The topography is implicitly described via the level-set function \( \phi = \phi (x,y,z,t) \), which is a function of the spatial coordinates and time. All physical information about the evolution of the surface is contained in \( V(\vec {n}) \). Formally, the level-set method is related to the phase-field approach, with the most significant difference being the description of the gas-solid interface. In the level-set method the interface is considered abrupt, while a diffuse-interface region is used by phase-field approaches. From a computational perspective, the level-set description is very efficient, because no coupled system of differential equations needs be solved. The implications of employing a stationary kinetic crystal growth model \( V(\vec {n}) \) in the level-set framework is discussed in depth in Chapter 4. Even though stationary kinetic growth conditions are an extreme case, a growth rate function \( V(\vec {n}) \) can act as reasonable approximation if epitaxial growth is not significantly impacted by surface diffusion dynamics. This is the case if crystal facets length scales are large compared to the surface diffusion length. An important example is SEG, where typically large facets are formed.

A simple (semi-)empirical \( V(\vec {n}) \)-based approach is valuable for engineering applications: Topography plays an important role in semiconductor device design, especially when 3D device structures are considered. The growth anisotropy in combination with wafer misorientation or lithography mask misalignment might lead to formation of complex undesired geometric features which can impact subsequent process steps, e.g., ion implantation.

2.3 Summary

Table 2.1: Summary of modeling approaches and publications targeting heteroepitaxy and SEG.
Physics/Chemistry Surface Tracking Application Targets Dimension Publications
Atomistic (Lattice-Gas) Discrete Interface Surface and Island Morphology 2D [62]
Atomistic (KMC) SEG 3D on Flat Substrate [66]–[68]
IDM Level-Set Island Growth, Steps 2D [71]
Island Growth 3D on Flat Substrate [31]
Phase-Field Microstructure: Islands, Steps 2D [73]
Semi-Implicit Microstructure: Islands, Steps 2D [74]
Specialized Parametrization Stability Analysis of Steps 2D [75]
Multiscale Model; Micro: KMC; Macro: IDM Micro: Discrete Interface; Macro: Level-Set Enhance Performance of KMC 2D [77]
Continuum (Cahn Taylor) Phase-Field Near-Equilibrium Growth, Composite Substrates 3D [51], [83], [88]
Continuum (Stationary Kinetic) Level-Set Topography Simulation, Semiconductor Device Design SEG 3D [25]

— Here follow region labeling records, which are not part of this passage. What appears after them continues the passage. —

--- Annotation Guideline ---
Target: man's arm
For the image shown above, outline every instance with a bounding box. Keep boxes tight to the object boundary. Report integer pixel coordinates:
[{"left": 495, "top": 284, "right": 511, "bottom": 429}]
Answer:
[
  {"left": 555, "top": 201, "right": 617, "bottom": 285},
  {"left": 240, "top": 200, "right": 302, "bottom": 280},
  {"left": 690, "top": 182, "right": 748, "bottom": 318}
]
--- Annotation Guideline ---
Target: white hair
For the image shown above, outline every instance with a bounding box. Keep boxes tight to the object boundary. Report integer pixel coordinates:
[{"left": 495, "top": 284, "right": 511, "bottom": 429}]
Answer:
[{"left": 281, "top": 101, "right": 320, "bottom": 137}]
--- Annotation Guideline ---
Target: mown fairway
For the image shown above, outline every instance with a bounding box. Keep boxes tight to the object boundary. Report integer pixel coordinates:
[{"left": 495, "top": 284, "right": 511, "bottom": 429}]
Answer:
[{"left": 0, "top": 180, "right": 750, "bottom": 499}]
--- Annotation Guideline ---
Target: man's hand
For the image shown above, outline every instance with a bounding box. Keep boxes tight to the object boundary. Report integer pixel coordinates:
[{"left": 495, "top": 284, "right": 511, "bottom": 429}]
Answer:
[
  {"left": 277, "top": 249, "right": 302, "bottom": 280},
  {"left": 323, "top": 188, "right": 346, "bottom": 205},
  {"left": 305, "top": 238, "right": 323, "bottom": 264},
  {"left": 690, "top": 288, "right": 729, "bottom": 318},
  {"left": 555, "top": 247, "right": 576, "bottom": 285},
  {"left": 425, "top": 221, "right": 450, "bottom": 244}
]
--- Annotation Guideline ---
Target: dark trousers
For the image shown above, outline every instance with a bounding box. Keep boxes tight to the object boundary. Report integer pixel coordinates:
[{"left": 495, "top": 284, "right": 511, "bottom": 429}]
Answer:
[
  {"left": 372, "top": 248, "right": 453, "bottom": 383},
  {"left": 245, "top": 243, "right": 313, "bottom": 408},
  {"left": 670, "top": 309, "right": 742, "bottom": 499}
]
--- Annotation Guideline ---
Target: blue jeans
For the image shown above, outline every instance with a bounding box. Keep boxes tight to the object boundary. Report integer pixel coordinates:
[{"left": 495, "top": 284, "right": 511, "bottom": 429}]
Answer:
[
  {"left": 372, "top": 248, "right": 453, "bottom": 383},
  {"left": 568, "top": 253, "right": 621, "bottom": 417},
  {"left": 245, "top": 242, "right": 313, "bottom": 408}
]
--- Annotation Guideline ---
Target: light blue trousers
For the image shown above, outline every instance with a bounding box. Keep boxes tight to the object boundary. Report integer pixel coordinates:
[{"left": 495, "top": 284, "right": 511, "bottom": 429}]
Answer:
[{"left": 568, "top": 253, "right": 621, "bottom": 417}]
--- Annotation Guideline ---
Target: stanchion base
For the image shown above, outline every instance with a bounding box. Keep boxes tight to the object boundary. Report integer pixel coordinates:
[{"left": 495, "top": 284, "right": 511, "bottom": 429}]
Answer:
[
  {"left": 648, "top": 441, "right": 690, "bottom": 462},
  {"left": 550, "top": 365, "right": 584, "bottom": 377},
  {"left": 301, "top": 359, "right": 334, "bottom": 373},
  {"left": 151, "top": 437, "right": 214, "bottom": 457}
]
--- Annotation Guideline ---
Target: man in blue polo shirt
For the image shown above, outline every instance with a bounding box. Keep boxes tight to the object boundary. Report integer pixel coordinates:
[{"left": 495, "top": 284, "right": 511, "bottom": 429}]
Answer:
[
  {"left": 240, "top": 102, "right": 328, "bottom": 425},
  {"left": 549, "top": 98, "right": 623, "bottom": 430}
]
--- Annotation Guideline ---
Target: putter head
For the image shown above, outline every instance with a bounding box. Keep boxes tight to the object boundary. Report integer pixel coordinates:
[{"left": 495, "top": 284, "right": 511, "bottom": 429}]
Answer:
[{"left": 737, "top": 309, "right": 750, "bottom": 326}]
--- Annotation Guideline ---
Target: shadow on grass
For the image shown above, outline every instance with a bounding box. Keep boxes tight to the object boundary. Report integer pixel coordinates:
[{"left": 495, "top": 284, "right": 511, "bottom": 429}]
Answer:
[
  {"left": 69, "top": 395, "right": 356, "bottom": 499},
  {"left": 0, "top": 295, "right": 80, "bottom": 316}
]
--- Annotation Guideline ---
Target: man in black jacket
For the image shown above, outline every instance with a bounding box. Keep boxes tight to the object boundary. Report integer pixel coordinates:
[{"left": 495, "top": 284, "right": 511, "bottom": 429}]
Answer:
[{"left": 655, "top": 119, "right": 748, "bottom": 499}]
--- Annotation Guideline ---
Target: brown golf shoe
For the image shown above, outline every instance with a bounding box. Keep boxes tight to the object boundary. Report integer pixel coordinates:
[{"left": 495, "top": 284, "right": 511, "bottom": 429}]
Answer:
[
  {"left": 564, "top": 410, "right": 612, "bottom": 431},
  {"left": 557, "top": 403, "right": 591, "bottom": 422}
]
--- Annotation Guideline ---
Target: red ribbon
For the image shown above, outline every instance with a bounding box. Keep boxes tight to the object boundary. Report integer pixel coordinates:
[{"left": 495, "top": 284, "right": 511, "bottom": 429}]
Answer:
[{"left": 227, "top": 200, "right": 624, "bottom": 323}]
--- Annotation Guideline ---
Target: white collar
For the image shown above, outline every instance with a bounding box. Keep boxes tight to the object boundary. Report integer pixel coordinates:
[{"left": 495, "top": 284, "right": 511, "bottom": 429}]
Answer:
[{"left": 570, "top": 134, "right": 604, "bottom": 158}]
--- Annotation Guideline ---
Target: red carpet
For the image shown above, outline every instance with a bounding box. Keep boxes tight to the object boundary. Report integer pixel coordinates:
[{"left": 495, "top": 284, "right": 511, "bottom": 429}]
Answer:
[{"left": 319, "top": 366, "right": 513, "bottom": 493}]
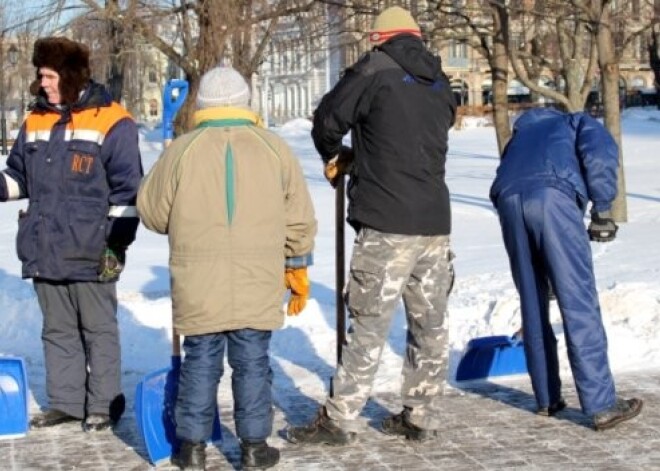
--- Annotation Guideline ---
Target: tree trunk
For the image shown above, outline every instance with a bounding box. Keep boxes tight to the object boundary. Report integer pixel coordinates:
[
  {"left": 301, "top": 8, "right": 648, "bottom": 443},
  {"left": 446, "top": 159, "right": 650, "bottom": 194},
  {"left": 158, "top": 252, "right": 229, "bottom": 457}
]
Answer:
[
  {"left": 105, "top": 0, "right": 125, "bottom": 103},
  {"left": 490, "top": 4, "right": 511, "bottom": 156},
  {"left": 597, "top": 7, "right": 628, "bottom": 222}
]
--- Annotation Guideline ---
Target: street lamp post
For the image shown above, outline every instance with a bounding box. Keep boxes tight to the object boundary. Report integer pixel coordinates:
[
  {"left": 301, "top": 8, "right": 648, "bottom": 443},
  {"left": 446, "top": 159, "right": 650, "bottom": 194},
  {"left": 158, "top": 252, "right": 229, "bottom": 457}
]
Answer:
[{"left": 0, "top": 41, "right": 18, "bottom": 155}]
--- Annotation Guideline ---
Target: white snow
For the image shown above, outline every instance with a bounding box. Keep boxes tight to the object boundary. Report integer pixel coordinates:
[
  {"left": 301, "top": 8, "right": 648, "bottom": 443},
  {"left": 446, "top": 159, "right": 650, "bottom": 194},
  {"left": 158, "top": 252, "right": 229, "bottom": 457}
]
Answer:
[{"left": 0, "top": 109, "right": 660, "bottom": 407}]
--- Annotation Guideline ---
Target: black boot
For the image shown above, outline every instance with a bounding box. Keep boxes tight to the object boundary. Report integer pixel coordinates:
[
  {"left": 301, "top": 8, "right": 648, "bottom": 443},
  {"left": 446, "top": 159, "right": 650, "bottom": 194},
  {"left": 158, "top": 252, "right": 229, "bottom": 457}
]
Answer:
[
  {"left": 30, "top": 409, "right": 81, "bottom": 428},
  {"left": 172, "top": 440, "right": 206, "bottom": 471},
  {"left": 286, "top": 407, "right": 355, "bottom": 446},
  {"left": 109, "top": 393, "right": 126, "bottom": 423},
  {"left": 241, "top": 440, "right": 280, "bottom": 469},
  {"left": 381, "top": 407, "right": 438, "bottom": 441},
  {"left": 594, "top": 398, "right": 643, "bottom": 430}
]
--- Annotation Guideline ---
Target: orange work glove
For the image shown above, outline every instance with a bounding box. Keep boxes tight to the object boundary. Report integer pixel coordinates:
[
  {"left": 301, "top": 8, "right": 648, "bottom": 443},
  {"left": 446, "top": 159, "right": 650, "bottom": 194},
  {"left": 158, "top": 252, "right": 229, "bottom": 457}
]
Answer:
[
  {"left": 323, "top": 146, "right": 353, "bottom": 188},
  {"left": 284, "top": 267, "right": 309, "bottom": 316}
]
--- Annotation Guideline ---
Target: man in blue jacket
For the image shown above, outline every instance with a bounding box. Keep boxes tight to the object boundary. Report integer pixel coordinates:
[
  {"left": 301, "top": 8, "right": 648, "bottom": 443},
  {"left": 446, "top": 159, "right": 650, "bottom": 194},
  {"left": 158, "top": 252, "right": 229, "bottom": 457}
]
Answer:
[
  {"left": 0, "top": 37, "right": 142, "bottom": 431},
  {"left": 490, "top": 109, "right": 642, "bottom": 430}
]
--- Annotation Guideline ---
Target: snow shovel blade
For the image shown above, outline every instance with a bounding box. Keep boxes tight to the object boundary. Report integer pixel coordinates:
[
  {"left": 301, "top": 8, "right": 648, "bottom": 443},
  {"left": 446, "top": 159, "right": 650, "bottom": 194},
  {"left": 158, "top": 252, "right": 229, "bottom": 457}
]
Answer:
[
  {"left": 456, "top": 335, "right": 527, "bottom": 381},
  {"left": 135, "top": 356, "right": 222, "bottom": 466},
  {"left": 0, "top": 357, "right": 29, "bottom": 439}
]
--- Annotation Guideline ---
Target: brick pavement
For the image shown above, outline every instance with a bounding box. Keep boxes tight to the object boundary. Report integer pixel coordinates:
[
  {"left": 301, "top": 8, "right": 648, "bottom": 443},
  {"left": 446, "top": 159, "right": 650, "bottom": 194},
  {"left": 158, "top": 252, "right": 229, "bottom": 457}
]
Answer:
[{"left": 0, "top": 371, "right": 660, "bottom": 471}]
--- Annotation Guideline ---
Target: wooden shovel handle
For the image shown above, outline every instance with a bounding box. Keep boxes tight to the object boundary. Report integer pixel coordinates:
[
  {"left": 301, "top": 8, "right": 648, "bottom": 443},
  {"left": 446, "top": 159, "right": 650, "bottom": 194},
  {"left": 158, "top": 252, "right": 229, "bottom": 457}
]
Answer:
[{"left": 335, "top": 175, "right": 346, "bottom": 365}]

In this chapter, the fundamentals of heteroepitaxy and selective epitaxial growth were discussed. Equilibrium and kinetic epitaxial growth conditions were introduced and important characteristics of a heteroepitaxy process were illustrated. Furthermore, approaches to model these processes were reviewed. Tab. 2.1 summarizes these modeling approaches and provides a selection of associated studies from the literature. Atomistic techniques (lattice-gas model) target the morphology of epitaxially grown films. Semi-atomistic approaches (BCF, IDM, and multiscale models) enable the simulation of certain microscopic features, e.g., island formation, on a larger scale. In contrast, continuum models target the topography of epitaxially grown films, which is of interest for the design of semiconductor devices. In particular, the capability of the level-set method to simulate stationary kinetic growth was identified.

In the next chapter, the subtractive anisotropic wet etching process is discussed and modeling techniques are reviewed. Anisotropic wet etching results in topographies that are similar to faceted heteroepitaxial structures.